An addition was made in each classroom at Kingwood Park as Humble ISD works to comply with the state law requiring The Ten Commandments to be visible.
The administration team first received news about Texas Senate Bill 10 at a district leadership meeting in July.
Districts are not required to buy the posters, but they are required to hang donated posters. Throughout the school year, posters have quietly gone up in schools around Humble ISD as donations arrived. Kingwood Park received their posters in January.
The law required the donated posters to be visible from all spaces in the classroom from an average eyesight, and must only have The Ten Commandments on them. The posters are also required to be at minimum 16 by 20 inches.

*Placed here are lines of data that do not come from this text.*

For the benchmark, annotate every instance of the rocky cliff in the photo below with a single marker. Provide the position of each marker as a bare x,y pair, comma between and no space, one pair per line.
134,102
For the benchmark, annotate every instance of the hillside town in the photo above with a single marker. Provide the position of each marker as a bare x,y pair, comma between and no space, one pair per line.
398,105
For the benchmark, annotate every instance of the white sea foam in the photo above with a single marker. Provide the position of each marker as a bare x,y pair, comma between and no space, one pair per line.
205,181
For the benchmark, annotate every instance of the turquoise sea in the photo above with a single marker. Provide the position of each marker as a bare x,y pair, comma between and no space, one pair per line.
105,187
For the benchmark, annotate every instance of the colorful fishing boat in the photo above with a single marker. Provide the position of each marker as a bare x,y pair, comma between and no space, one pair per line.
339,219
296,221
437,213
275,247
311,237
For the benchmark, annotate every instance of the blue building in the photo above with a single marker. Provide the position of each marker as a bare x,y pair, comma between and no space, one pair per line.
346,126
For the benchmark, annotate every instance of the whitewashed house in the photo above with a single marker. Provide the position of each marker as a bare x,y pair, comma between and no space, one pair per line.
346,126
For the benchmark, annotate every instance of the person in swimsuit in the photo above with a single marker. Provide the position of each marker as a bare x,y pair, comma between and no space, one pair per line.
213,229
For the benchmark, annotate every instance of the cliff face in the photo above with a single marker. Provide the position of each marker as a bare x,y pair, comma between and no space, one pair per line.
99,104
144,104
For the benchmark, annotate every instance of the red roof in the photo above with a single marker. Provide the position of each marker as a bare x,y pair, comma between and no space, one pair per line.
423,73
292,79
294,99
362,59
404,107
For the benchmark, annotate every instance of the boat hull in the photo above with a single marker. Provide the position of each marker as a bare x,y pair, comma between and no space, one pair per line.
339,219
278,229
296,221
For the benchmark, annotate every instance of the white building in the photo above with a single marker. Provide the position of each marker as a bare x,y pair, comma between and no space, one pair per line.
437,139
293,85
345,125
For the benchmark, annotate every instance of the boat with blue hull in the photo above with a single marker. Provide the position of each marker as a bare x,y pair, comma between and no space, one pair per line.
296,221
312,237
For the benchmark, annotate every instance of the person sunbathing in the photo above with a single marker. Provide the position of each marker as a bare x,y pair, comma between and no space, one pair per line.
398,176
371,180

Some districts across Texas are part of a constitutional lawsuit surrounding the bill and have been ordered by judges to not hang the posters. Humble ISD is not part of that lawsuit.
Even though a similar law in Louisiana has been ruled unconstitutional, Kingwood Park principal Wes Solomon said the reception of the posters at Kingwood Park has been quiet.
“We have not heard anything, positive or negative,” Solomon said.
For students, the new addition to classrooms on Jan. 22 did not go unnoticed.
Junior Darcy Gordon said The Ten Commandments is a good thing to live by, but does not agree it should be in classrooms.
“The law shows the suppressing of other religions,” Gordon said. “It is a very good ideology to have, but if somebody put up the commandments of the Muslim Quran, everybody would be mad.”
For other students, seeing the commandments in class was a great thing.
“I think it’s a good law, especially because I’m Christian,” sophomore Matthew Tedrick said. “A lot of people have talked about how the church and the state need to be separate, but I think it’s a great thing that God’s word is in the classroom.”
Tedrick said Christianity is not trying to harm students at the school and there is no bad intent to force kids to convert to the religion.
“For the people who are saying it is being forced on them, well you don’t have to read it,” Tedrick said. “A lot of times, especially on social media, inappropriate things get posted for people to see, but nobody says anything about that.”
As students continue to debate the necessity of the law, courts will ultimately decide the future of Texas Senate Bill 10.
“It is a great set of rules to have, but I don’t want it to be pushed on people,” Gordon said.